Si l’échec de 1868 est cuisant, Boito ne renonce pas. Pendant sept ans, il retravaille son Mefistofele. Le livret est condensé, la construction plus claire et symétrique : pacte de Faust, séduction et fin tragique de Marguerite, union dans l’extase avec Hélène. Dans l’Épilogue, Faust se rappelle les deux femmes : douleur du réel pour la première, illusion de l’Idéal pour la seconde. Mefistofele le tente une dernière fois au seuil de la mort, mais Faust résiste : il est sauvé.

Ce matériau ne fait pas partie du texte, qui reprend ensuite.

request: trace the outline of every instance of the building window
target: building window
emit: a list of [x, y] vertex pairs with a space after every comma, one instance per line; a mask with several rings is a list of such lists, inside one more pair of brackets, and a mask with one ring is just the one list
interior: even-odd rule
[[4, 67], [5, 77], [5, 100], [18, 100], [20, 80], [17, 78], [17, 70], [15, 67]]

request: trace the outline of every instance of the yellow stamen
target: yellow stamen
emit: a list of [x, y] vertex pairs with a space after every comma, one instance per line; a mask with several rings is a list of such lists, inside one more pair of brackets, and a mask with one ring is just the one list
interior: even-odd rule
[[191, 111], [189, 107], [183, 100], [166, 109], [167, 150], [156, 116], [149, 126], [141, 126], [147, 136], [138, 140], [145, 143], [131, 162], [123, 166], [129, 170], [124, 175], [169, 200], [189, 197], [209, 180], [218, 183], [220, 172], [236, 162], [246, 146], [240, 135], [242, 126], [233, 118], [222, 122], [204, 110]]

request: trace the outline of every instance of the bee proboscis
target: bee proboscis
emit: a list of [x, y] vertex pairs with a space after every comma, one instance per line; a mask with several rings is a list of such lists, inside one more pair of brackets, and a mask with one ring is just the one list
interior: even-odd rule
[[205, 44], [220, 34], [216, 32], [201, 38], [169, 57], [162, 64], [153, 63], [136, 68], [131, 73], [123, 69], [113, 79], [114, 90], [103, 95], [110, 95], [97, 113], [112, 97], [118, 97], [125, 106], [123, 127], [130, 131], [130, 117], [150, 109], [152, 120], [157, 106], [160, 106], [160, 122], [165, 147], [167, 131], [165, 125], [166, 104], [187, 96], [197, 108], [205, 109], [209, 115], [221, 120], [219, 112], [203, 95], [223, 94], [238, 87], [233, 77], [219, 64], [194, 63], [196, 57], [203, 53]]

Avec des ellipses narratives qui mettent au centre de l’oeuvre la question du mal plutôt que l’action, Mefistofele offre une succession de tableaux dans l’esprit de La Damnation de Faust de Berlioz. Synthèse de wagnérisme, de bel canto italien et de grand opéra français à la Meyerbeer, la partition est profondément originale. Certains des airs sont devenus des morceaux d’anthologie : « Sono lo spirito qui nega » (Mefistofele, acte 1), « L’altra notte, in fondo al mare » (Margherita, acte 3), « Giunto sul passo estremo » (Faust, Épilogue). Le nouveau Mefistofele est créé à Bologne en 1875, cette fois sous les applaudissements. L’œuvre s’impose rapidement ensuite, en particulier grâce au rôle saisissant de Mefistofele. L’interprétation qu’en donna Chaliapine est restée légendaire : « Avec sa haute et souple silhouette, son torse demi-nu et l’expression cruelle, terrifiante qu’il imprimait à ses traits si mobiles, raconte le ténor Beniamino Gigli, l’aspect qu’il offrait était diabolique à vous déconcerter… Il entrait de dessous, immense et menaçant, marchant à pas trainants à la manière d’une grande araignée. » *
Laetitia Le Guay
* Victor Borovsky, Chaliapine, éd. du Rocher,1993, p. 288.